By contrast, the Houston Independent School District provides schools with guidance about the pace, scope, and sequence of English Language Arts instruction from pre-K-12, including “strategic reading and writing” curriculum for 9th and 10th graders who need remediation.
Having a centralized curriculum — while not a magic bullet — is a way to ensure that students all start with certain building blocks of reading instruction, especially in the crucial early elementary years. And the earlier reading challenges are discovered, the better, experts say.
Shanahan, formerly of Chicago Public Schools, recommended that the district push for about 50 minutes of phonics instruction a day in grades K-5.

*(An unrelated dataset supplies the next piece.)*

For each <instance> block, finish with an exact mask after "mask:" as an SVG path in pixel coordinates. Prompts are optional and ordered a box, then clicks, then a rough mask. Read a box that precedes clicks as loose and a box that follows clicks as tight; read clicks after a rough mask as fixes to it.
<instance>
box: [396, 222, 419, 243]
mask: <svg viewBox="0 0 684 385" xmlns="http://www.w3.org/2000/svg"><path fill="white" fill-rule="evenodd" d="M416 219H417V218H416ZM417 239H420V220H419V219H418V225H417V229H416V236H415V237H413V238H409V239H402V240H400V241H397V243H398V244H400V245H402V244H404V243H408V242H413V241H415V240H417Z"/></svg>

“That’s how you figure out words in those early grades,” said Shanahan, a professor emeritus at the University of Illinois at Chicago, where he was founding director of the UIC Center for Literacy. “But I’d be very surprised if that’s true at more than half the [district] schools.”
Shanahan also served on the National Reading Panel, which Congress convened to evaluate research about teaching reading. The panel’s findings favored a focus on decoding words by breaking them into parts and sounding them out. That’s as opposed to the “whole language” approach many schools across the nation have pushed, where students learn to use pictures or context clues to fill in ideas and recognize words.
In 2017 the percent of students in Chicago performing at or above reading proficiency was 27 percent on the National Assessment of Educational Progress. That represents significant progress — in 2002, that number was 11 percent — but remains a cause for concern, given the lack of intensive reading instruction after third grade.
Students who fall behind after the third grade are more likely to be poor readers throughout life, and more likely to drop out of school, research shows. Students for whom English is a second language, especially recent arrivals to the United States or children whose parents lack English proficiency, are more prone to reading struggles. Meanwhile, serious gaps in reading ability often correlate with race and family income. Black and Latino students and those from low-income families tend to post lower test scores than their white and more affluent counterparts — largely the result of generations of racial and educational inequities.
Moats said that such discrepancies often stem from “teacher training and the lack of it, the placement of less skilled, less experienced teachers in schools that are high minority populations or schools in less desirable neighborhoods.”
Reading failure, she said, “is way more common than anyone acknowledges. It affects way too many kids, and it’s unnecessary because it’s preventable; we know how to teach reading from decades of scientific work on how to teach kids to read.”